Analysis of Time Between Skin Lesion and Lymph Node Biopsies and Lymph Node Metastasis in Patients With Melanoma
1. In this retrospective cohort study, cutaneous melanomas with a classification of T1b-T4 but without clinical evidence of metastatic disease (N0M0) at time of diagnosis, delay of surgical intervention up to 90 days after diagnosis did not increase risk of upstaging disease.

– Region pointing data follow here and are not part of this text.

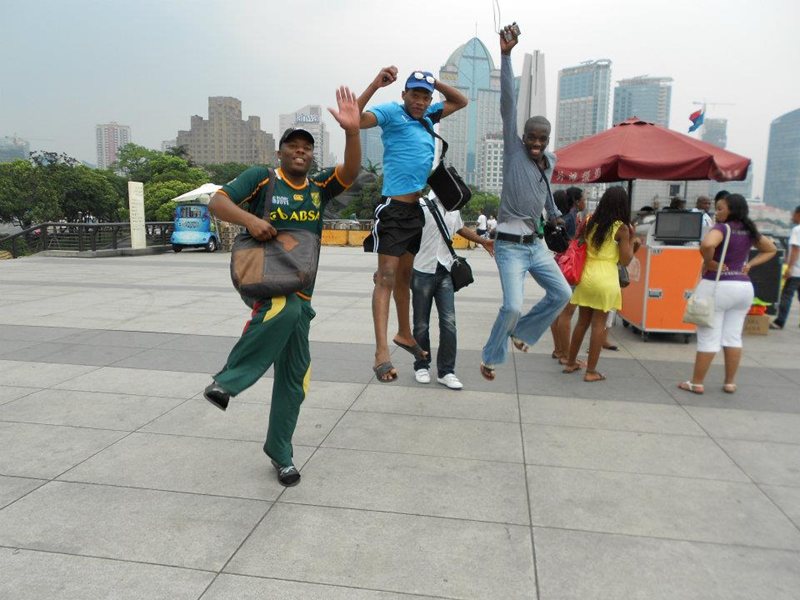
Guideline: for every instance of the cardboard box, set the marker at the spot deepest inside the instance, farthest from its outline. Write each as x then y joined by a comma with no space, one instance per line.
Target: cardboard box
756,325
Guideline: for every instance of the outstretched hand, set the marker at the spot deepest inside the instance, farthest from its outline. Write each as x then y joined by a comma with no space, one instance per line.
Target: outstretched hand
348,115
506,46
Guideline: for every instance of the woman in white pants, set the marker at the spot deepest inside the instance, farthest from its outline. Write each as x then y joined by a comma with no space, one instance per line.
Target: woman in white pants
734,292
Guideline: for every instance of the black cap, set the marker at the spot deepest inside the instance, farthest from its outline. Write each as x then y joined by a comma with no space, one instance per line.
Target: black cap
294,132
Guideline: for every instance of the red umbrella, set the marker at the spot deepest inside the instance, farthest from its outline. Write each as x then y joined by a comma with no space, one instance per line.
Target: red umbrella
635,149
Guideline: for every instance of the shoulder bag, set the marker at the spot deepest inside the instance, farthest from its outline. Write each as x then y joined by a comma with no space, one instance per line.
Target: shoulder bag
285,264
700,311
445,181
460,271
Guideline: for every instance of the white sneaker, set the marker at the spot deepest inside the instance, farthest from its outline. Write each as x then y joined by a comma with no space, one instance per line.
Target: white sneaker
451,381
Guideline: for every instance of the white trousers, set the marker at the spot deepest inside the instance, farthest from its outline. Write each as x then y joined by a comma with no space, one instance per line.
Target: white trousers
731,303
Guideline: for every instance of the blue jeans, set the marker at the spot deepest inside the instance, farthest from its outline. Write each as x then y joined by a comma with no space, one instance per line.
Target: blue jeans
790,287
513,262
425,289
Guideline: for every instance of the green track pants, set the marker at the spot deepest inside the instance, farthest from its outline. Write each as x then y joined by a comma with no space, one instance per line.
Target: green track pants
277,334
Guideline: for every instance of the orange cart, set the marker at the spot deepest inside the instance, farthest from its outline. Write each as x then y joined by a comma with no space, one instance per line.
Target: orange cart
662,278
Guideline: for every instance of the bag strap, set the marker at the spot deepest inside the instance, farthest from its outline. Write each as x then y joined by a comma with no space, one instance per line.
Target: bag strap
427,126
437,216
268,194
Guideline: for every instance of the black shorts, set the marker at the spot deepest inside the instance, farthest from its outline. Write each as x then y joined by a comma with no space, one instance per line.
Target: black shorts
397,229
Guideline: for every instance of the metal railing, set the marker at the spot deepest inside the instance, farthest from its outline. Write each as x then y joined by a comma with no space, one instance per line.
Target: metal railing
82,237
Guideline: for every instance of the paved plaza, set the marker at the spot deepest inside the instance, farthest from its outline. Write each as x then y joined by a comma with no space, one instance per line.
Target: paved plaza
118,480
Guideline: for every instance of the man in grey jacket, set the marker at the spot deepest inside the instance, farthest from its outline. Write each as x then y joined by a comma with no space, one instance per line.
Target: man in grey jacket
527,168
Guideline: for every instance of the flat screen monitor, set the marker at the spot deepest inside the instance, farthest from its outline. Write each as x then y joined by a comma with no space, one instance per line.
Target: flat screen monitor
678,226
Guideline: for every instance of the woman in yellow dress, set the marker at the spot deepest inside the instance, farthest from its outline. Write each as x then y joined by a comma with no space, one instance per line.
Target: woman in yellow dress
609,239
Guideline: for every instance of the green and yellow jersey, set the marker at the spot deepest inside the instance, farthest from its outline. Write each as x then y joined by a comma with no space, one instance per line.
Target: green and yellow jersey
292,207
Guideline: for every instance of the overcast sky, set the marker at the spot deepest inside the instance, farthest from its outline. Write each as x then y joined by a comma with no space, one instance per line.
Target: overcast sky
66,65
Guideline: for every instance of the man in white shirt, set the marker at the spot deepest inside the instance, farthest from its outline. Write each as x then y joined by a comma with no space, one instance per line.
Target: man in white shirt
791,275
430,281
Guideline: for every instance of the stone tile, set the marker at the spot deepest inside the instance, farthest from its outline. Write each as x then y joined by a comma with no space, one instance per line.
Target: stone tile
87,409
207,466
185,530
32,374
13,488
751,425
242,421
657,506
766,462
430,436
10,393
575,565
434,486
160,384
435,400
46,450
31,575
607,414
402,553
787,499
645,453
238,587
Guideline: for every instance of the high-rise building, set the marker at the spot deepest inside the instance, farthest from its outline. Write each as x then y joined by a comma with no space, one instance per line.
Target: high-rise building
645,97
371,147
225,137
470,69
310,118
110,138
531,100
583,99
782,179
13,148
715,131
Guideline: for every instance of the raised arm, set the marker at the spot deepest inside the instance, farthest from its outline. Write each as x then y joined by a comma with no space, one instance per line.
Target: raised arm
508,100
386,76
453,99
348,116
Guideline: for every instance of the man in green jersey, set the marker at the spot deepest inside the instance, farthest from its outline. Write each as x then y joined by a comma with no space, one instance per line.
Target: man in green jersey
277,332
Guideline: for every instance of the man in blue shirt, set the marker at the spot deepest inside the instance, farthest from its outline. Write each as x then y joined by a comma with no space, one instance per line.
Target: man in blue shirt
527,169
408,152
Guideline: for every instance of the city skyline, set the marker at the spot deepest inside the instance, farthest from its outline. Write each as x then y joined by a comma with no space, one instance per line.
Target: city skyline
163,66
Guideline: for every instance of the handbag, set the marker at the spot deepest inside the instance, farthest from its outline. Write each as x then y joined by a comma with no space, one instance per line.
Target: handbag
624,276
460,271
282,265
445,181
700,311
572,260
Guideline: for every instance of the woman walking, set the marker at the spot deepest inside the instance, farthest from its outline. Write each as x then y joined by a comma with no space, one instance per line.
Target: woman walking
733,294
609,240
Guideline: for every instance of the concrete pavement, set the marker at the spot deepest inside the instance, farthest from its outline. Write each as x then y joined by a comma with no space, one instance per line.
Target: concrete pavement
117,480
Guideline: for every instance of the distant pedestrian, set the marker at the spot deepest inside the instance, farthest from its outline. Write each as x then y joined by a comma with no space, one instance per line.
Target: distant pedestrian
791,274
733,295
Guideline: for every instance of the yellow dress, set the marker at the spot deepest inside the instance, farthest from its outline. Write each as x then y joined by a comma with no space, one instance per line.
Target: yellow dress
599,285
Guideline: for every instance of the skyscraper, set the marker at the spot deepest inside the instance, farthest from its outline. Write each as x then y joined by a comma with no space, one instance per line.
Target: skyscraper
645,97
470,69
225,137
110,138
310,118
782,180
531,100
583,99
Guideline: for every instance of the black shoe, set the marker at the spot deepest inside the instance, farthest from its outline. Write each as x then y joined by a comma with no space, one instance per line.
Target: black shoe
287,476
217,395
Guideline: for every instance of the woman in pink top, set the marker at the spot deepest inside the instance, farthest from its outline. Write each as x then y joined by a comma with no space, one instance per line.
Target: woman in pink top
734,292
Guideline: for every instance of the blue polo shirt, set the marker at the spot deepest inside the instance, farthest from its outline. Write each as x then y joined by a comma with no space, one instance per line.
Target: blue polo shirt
408,148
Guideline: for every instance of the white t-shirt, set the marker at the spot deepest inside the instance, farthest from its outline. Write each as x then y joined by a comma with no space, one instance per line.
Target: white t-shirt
794,240
433,249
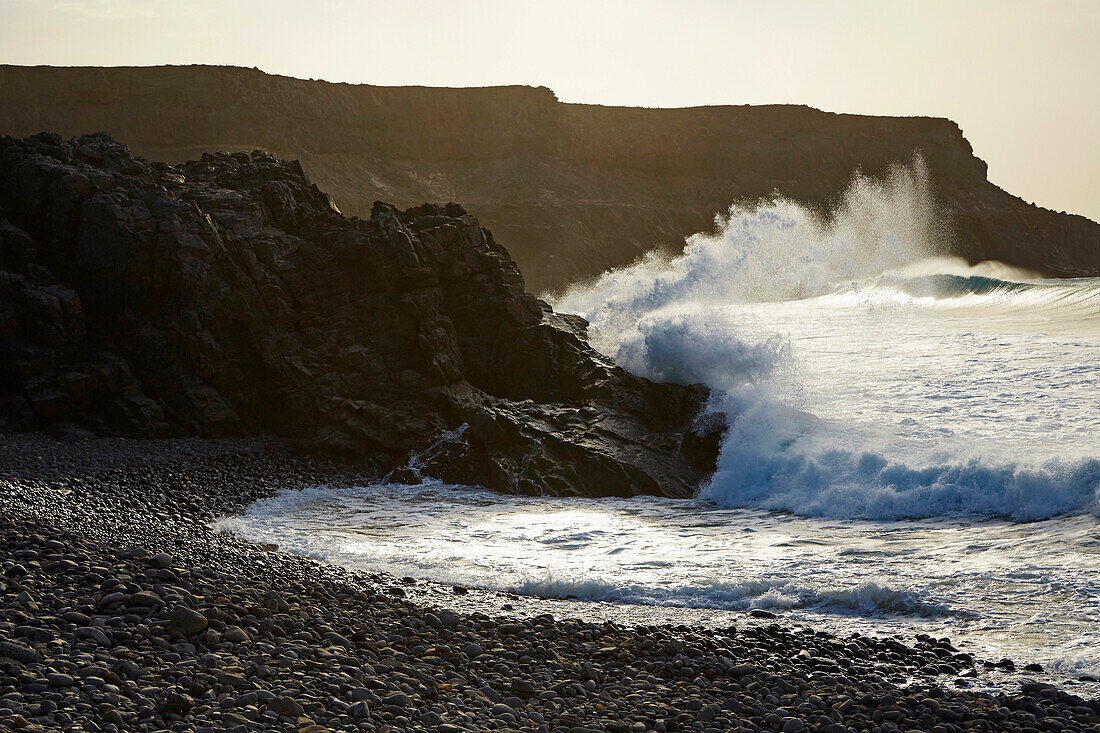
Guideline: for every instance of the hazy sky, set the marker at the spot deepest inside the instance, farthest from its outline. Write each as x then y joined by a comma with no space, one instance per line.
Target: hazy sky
1021,78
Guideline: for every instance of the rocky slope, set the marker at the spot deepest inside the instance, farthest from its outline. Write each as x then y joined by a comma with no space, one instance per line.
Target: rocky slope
572,188
228,296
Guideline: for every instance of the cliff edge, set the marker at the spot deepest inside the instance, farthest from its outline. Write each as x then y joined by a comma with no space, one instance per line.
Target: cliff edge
573,188
228,296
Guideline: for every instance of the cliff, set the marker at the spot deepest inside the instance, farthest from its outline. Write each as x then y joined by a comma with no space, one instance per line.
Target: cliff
572,188
228,296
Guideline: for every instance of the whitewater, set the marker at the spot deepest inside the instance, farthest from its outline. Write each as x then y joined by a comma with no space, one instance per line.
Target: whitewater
913,444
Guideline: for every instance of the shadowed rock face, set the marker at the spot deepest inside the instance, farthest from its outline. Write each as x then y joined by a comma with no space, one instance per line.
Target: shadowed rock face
572,188
228,296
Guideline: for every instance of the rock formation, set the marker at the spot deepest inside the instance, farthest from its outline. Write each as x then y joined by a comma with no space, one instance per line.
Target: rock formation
573,188
229,296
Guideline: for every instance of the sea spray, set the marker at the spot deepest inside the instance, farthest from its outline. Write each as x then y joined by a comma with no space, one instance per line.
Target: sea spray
865,270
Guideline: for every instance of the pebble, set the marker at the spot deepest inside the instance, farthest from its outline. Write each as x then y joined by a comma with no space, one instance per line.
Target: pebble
187,630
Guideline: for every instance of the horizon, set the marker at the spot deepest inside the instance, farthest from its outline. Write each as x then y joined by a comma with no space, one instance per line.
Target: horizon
1021,78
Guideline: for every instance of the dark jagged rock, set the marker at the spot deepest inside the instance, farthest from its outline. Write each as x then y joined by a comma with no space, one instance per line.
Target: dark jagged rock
229,296
573,188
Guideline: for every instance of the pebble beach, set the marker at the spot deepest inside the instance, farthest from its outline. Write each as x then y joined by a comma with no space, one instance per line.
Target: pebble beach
121,609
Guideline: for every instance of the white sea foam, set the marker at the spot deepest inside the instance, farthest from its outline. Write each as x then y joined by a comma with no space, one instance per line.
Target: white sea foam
1005,589
864,376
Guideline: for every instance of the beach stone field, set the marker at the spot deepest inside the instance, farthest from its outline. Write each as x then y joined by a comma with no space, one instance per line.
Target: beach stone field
122,610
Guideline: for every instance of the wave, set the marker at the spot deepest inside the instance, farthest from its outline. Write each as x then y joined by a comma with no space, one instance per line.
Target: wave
866,599
972,290
675,319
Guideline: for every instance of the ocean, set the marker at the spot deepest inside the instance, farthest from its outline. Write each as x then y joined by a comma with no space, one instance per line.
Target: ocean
913,445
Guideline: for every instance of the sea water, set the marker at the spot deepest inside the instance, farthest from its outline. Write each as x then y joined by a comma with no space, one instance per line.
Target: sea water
913,445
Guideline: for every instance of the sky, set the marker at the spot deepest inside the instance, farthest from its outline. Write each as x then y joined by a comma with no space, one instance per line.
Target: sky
1022,78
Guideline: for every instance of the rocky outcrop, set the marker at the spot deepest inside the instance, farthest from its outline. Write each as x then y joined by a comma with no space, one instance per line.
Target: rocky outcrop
572,188
229,296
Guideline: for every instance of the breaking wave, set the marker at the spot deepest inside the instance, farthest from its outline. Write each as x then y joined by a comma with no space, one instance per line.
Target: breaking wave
867,599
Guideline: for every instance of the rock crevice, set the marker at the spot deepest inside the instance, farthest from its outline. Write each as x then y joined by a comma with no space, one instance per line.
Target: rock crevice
228,296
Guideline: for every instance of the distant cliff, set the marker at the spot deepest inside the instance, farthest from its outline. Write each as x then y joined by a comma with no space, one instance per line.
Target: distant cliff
226,297
572,188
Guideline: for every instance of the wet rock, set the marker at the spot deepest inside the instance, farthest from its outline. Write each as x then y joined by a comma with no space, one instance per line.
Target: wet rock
199,299
187,622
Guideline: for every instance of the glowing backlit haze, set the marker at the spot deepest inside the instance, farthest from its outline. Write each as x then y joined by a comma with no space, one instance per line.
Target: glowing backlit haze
1021,78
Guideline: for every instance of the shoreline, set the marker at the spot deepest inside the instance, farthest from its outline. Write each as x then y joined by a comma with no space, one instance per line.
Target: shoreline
122,609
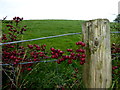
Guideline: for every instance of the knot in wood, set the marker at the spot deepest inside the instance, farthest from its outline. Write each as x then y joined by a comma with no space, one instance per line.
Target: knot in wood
96,43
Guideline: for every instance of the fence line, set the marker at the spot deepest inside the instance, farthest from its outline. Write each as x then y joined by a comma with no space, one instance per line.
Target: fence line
29,62
45,38
118,55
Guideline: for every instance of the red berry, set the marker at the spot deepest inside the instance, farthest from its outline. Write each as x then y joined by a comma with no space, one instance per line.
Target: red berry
83,55
82,59
29,69
83,44
52,49
69,61
81,63
58,61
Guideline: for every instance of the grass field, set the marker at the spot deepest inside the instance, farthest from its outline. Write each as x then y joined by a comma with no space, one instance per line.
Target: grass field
53,75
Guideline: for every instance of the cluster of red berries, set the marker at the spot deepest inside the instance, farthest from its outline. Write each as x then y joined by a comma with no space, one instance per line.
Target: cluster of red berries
17,19
115,50
78,54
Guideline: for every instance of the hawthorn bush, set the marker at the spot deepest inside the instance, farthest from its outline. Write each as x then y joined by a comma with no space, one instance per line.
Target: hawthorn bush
17,74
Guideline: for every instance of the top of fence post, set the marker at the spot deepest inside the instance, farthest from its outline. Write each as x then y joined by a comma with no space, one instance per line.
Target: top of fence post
98,67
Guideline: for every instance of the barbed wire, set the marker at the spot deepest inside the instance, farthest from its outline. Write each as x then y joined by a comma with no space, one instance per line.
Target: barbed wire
45,38
29,62
118,55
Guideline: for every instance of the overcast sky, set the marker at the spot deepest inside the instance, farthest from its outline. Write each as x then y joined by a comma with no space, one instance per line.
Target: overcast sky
59,9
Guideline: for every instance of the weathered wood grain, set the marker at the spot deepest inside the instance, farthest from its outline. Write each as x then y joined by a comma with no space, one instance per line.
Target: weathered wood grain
98,67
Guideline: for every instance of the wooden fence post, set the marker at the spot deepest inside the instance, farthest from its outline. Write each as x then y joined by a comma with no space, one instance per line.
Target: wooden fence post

Evidence Rating Level: 2 (Good)
The current standard of care treatment for cutaneous melanomas stage T1b to T4 without evidence of widespread metastatic disease is wide local excision (WLE) and sentinel lymph node biopsy (SLNB). While surgery for melanoma should always be offered in a timely manner, it is unclear what time frame between diagnosis and surgical intervention is safest. This retrospective cohort study conducted by researchers at the University of Colorado School of Medicine sought to quantify sentinel lymph node status as a function of time from diagnosis to surgery. Data on a total of 642 patients being treated surgically for melanoma either at a Colorado community hospital (n = 389) or academic hospital (n = 253) were included. Patients were classified based on whether they underwent surgery within 30 days (39.4%), 31 to 60 days (50.3%), or 61 to 90 days (10.3%) from diagnosis. Multivariable logistic regressions found that patients undergoing surgery within 30 days of diagnosis did not significantly differ from patients in the 31 to 60-day group (OR, 0.79; 95% CI, 0.50-1.23) or 61-to-90-day group and (OR, 0.77; 95% CI, 0.37-1.63) in final N stage greater than 0 when adjusting for treatment location, age, sex, race, T stage, ulceration, and mitoses. When time to surgery was analyzed as a continuous variable, there was no significant association with final N stage greater than 0 patients with stage T3 and T4 disease. The results of this study may indicate that although surgical intervention for cutaneous melanoma should be offered in a timely manner, the risk of upstaging the disease may not change significantly within 90 days of diagnosis. This may have implications for alleviating patient anxieties and clinician stress when a delay is unavoidable or may be desired from the patient.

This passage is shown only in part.